Los nuevos problemas de Trump

WASHINGTON, DC – Mientras el Congreso de los Estados Unidos reinicia sesiones tras un receso de seis semanas, la administración está trabada en controversias, casi todas ellas iniciadas por el presidente Donald Trump. Este último tiempo, su conducta ha sido de lo más peculiar desde su asunción al cargo, lo que sin duda se debe en parte al pánico que le provoca la elección de 2020: tiene más motivos para desear la reelección que la mayoría de los presidentes en ejercicio, ya que todavía enfrenta varias demandas legales.

Es posible que el mayor riesgo político para Trump derive de las pruebas cada vez más abundantes de que usó la presidencia para enriquecerse.

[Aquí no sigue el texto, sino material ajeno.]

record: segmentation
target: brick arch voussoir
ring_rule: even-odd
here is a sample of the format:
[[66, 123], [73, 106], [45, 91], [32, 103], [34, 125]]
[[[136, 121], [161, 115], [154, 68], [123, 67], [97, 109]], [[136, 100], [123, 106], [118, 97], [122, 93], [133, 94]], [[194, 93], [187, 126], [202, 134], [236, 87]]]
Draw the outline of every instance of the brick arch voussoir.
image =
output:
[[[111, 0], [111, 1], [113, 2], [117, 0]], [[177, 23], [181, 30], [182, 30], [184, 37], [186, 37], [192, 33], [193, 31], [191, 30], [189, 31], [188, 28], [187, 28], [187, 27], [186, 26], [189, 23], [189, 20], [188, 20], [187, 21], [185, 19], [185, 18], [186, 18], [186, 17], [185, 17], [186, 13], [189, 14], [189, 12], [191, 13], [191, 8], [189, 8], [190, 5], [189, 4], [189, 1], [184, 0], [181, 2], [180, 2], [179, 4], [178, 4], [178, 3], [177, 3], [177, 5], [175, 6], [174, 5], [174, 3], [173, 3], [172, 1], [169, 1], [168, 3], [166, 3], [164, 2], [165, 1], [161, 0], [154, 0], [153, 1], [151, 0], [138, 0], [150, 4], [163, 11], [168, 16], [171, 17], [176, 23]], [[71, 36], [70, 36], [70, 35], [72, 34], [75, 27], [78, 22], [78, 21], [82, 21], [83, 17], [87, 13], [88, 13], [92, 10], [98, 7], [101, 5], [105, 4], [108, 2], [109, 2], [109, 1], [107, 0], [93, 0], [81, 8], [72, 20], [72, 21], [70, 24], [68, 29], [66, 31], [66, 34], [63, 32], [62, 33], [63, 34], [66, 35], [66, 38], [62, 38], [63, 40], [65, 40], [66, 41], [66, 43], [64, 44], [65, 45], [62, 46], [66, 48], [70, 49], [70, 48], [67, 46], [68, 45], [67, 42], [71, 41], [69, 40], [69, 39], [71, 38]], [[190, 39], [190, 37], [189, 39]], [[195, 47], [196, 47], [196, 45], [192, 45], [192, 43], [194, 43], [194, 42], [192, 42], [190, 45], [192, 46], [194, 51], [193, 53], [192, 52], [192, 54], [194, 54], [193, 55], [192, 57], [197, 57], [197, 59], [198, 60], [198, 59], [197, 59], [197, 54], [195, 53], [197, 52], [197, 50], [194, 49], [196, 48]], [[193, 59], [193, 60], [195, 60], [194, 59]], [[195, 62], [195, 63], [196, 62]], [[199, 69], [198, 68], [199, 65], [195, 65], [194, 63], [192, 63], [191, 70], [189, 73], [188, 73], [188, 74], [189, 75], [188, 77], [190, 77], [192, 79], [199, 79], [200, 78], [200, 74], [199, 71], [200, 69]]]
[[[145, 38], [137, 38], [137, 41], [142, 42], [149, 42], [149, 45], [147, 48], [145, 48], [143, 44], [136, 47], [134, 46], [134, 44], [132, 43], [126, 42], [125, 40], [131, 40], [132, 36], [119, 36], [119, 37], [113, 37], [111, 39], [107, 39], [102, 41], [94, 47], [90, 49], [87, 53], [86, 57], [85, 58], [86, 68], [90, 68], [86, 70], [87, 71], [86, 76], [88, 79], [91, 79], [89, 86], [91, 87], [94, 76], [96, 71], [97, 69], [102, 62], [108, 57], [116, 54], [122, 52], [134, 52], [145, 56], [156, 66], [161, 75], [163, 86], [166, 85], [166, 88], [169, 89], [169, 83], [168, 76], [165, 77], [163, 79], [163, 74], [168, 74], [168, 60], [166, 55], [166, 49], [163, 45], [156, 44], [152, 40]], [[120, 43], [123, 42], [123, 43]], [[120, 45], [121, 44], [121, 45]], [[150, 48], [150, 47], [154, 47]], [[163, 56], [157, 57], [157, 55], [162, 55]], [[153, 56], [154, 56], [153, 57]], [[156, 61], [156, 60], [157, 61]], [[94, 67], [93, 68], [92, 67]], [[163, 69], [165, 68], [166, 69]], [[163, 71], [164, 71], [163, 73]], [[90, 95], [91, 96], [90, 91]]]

A diferencia de sus predecesores, Trump se negó a poner sus activos en un fideicomiso ciego, y enfrenta un juicio por aceptación de “emolumentos” (pagos a un presidente de parte de gobiernos extranjeros, prohibidos por la Constitución). Por ejemplo, el régimen saudita y otros han hecho amplio uso de sus hoteles, incluido uno cercano a la Casa Blanca. Y en la cumbre del G7 celebrada el mes pasado, Trump hizo saber que quiere hospedar la reunión del año entrante en su complejo de golf Doral, cerca de Miami, que no pasa por un buen momento económico.

Es posible que los votantes se hayan acostumbrado a la frecuente preferencia de Trump por hospedarse en hoteles y campos de golf de su propiedad (a lo que se suman los costos del Servicio Secreto y demás asistentes). Según una estimación, a mediados de julio Trump había pasado 194 días en campos de golf propios, lo que reportó a la Trump Organization ingresos por 109 millones de dólares. Varios eventos del Partido Republicano han tenido lugar en propiedades de Trump.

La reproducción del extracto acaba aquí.